I E

Local Hoogle

Hoogle didn’t work when I tried to use it for local documentation search, so I fixed it.

Hoogle patches

See also: my fork here.

Proof of concept: read haddock-html field from ghc-pkg entries

When I tried to generate a Hoogle database (on NixOS) I got this error:

$ cabal exec -- hoogle generate --local --database db.hoo
Starting generate
Reading ghc-pkg... 0.04s

Packages missing documentation: array base binary bytestring Cabal Cabal-syntax containers deepseq directory exceptions filepath ghc ghc-bignum ghc-boot ghc-boot-th ghc-compact ghc-experimental ghc-heap ghc-internal ghc-platform ghc-prim ghc-toolchain ghci haskeline hpc integer-gmp mtl os-string parsec pretty process rts semaphore-compat stm system-cxx-std-lib template-haskell terminfo text time transformers unix xhtml
No packages were found, aborting (use no arguments to index all of Stackage)
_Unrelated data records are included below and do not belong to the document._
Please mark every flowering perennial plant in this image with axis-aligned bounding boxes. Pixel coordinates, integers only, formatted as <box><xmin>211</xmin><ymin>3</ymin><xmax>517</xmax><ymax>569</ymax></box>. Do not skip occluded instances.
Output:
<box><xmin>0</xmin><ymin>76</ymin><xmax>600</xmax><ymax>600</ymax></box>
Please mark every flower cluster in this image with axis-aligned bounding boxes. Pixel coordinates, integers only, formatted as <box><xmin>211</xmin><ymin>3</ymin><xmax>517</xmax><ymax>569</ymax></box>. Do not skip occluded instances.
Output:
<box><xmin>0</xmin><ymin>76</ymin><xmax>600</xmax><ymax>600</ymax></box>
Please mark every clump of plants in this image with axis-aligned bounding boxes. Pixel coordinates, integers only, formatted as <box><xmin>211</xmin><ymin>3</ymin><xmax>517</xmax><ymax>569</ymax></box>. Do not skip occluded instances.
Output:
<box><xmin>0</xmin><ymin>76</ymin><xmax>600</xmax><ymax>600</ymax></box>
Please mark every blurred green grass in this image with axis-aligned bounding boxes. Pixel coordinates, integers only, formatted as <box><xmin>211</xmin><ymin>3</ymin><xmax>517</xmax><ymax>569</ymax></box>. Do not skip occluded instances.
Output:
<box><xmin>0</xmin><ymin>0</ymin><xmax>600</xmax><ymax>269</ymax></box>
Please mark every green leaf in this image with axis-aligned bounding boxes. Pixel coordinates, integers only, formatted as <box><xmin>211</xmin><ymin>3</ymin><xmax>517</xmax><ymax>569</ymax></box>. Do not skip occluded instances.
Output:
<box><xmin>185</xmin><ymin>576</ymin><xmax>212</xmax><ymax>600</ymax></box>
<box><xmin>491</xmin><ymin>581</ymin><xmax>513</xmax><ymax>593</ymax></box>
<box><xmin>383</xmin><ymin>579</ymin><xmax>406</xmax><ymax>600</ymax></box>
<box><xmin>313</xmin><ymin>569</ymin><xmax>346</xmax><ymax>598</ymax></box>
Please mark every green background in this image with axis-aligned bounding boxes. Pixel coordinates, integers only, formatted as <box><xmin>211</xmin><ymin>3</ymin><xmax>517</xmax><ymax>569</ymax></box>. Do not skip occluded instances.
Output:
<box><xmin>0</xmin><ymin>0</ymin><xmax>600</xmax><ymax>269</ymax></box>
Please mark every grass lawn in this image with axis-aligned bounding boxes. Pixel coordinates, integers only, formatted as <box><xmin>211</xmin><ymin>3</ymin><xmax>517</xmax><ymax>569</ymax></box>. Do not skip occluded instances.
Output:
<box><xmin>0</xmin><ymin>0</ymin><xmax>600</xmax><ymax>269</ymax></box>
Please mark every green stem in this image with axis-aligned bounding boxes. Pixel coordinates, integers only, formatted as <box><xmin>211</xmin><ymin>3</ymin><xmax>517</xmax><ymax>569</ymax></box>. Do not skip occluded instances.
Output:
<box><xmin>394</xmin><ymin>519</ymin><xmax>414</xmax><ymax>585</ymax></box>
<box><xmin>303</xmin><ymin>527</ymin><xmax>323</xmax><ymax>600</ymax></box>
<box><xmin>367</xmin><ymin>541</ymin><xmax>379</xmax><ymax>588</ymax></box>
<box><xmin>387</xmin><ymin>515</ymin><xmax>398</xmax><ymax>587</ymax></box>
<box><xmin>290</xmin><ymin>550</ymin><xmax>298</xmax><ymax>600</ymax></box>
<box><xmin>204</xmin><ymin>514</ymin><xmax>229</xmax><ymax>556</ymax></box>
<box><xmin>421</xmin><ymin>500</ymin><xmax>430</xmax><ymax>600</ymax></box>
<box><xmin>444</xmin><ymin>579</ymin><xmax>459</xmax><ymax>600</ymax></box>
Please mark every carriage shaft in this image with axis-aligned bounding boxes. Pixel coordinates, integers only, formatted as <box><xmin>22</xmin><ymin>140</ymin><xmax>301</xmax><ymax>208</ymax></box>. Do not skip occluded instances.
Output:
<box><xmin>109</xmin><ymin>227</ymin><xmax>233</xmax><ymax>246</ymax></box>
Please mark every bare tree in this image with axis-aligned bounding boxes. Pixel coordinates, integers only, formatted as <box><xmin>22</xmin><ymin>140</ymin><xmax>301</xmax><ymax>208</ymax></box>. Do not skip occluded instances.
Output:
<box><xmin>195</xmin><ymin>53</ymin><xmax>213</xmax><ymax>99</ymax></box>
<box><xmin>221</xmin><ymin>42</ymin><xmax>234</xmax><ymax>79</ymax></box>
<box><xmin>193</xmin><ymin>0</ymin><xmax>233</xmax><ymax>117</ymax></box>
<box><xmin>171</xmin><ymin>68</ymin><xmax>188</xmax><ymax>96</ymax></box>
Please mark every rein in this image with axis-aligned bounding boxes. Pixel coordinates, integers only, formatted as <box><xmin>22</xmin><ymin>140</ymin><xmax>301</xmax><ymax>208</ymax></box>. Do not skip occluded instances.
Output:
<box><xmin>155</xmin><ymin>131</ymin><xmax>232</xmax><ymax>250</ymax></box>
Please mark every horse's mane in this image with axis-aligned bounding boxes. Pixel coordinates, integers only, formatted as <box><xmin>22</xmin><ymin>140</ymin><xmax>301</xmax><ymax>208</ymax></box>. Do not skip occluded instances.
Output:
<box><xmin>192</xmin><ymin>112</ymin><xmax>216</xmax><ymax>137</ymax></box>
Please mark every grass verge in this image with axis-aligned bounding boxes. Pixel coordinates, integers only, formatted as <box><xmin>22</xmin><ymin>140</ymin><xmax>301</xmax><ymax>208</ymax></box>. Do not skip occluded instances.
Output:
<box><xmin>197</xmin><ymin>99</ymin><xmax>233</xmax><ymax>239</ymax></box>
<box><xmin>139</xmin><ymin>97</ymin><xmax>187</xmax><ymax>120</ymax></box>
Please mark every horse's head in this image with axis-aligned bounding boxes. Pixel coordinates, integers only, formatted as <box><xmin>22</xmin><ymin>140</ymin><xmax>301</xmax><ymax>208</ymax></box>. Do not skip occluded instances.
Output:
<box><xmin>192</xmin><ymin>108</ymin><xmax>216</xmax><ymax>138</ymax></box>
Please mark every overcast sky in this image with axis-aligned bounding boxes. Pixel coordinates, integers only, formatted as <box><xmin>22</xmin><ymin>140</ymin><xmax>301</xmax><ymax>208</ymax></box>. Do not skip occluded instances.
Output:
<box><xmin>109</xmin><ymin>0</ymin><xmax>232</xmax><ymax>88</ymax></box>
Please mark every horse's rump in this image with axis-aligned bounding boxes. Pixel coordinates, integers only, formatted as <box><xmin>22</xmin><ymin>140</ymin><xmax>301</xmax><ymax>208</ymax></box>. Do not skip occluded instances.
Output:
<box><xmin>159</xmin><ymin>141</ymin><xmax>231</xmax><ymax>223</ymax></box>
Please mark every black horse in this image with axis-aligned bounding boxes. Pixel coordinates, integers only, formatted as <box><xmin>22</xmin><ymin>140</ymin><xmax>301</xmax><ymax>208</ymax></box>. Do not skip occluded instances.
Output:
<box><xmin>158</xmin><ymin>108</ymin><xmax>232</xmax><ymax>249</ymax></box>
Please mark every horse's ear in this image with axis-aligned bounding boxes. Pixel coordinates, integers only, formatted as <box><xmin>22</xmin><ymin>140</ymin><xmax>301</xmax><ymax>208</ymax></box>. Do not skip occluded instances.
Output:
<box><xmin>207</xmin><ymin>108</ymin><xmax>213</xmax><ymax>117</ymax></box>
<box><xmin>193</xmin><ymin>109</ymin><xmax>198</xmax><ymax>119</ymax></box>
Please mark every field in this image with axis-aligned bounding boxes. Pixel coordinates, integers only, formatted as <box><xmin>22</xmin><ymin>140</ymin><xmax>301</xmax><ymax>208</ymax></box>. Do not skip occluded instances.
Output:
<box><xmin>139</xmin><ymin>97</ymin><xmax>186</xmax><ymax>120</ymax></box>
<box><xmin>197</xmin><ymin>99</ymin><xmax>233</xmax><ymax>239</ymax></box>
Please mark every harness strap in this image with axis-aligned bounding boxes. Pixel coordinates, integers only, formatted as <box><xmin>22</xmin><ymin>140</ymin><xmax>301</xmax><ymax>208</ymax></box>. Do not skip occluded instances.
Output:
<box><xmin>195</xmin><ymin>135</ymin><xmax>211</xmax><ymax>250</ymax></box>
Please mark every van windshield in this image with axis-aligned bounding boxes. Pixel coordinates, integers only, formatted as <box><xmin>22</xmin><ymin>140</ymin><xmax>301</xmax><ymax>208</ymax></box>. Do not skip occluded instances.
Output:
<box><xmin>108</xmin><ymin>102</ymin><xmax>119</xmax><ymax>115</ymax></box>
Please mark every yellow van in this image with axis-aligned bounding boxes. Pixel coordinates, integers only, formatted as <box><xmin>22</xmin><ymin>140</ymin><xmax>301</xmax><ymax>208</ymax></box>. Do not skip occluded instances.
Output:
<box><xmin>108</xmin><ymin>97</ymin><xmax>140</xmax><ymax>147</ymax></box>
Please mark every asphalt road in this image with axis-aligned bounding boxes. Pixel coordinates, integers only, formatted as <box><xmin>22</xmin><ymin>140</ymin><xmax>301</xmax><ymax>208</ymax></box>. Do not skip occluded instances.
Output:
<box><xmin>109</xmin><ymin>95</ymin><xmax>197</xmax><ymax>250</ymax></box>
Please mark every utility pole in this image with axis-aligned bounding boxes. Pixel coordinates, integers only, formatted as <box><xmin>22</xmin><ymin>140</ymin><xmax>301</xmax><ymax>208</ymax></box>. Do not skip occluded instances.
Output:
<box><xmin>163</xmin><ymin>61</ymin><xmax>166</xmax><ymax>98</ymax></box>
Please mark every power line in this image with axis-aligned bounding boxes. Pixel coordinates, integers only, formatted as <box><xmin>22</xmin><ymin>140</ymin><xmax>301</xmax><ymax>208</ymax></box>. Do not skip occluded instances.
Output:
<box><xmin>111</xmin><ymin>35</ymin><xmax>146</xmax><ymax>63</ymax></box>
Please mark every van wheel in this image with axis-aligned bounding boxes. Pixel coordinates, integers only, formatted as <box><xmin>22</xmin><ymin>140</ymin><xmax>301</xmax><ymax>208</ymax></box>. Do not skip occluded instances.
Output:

Hoogle was using hard-coded package documentation locations that weren’t present on my system. ghc-pkg package descriptions have a haddock-html field, so Hoogle should just use that.

Hoogle patch 1/2
diff --git a/src/Input/Cabal.hs b/src/Input/Cabal.hs
index 6180fe06..f31292ec 100644
--- a/src/Input/Cabal.hs
+++ b/src/Input/Cabal.hs
@@ -117,8 +117,32 @@ readGhcPkg settings = do
     let fixer p = p{packageLibrary = True, packageDocs = g <$> packageDocs p}
     let f ((stripPrefix "name: " -> Just x):xs) = Just (mkPackageName $ trimStart x, fixer $ readCabal settings $ bstrPack $ unlines xs)
         f _ = Nothing
-    pure $ Map.fromList $ mapMaybe f $ splitOn ["---"] $ lines $ filter (/= '\r') $ UTF8.toString stdout
-
+    let
+        withHaddockHtml (name, package) =
+            case packageDocs package of
+                Nothing -> do
+                    packageDocs' <- readGhcPkgHaddockHtml (unPackageName name)
+                    pure (name, package{packageDocs = packageDocs'})
+                Just{} ->
+                    pure (name, package)
+    fmap Map.fromList $ traverse withHaddockHtml $ mapMaybe f $ splitOn ["---"] $ lines $ filter (/= '\r') $ UTF8.toString stdout
+
+readGhcPkgHaddockHtml ::
+    -- | Package name
+    String ->
+    IO (Maybe FilePath)
+readGhcPkgHaddockHtml packageName = do
+    let args = ["field", packageName, "haddock-html", "--expand-pkgroot", "--simple"]
+    (exit, stdout, stderr) <- BS.readProcessWithExitCode "ghc-pkg" args mempty
+    if exit /= ExitSuccess
+        then do
+            putStrLn "error when calling ghc-pkg:"
+            putStrLn $ "args: " ++ show args
+            putStrLn $ "exit: " ++ show exit
+            putStrLn $ "stderr: " ++ UTF8.toString stderr
+            pure Nothing
+        else
+            pure . Just . trimEnd $ UTF8.toString stdout

 -- | Given a tarball of Cabal files, parse the latest version of each package.
 parseCabalTarball :: Settings -> FilePath -> IO (Map.Map PkgName Package)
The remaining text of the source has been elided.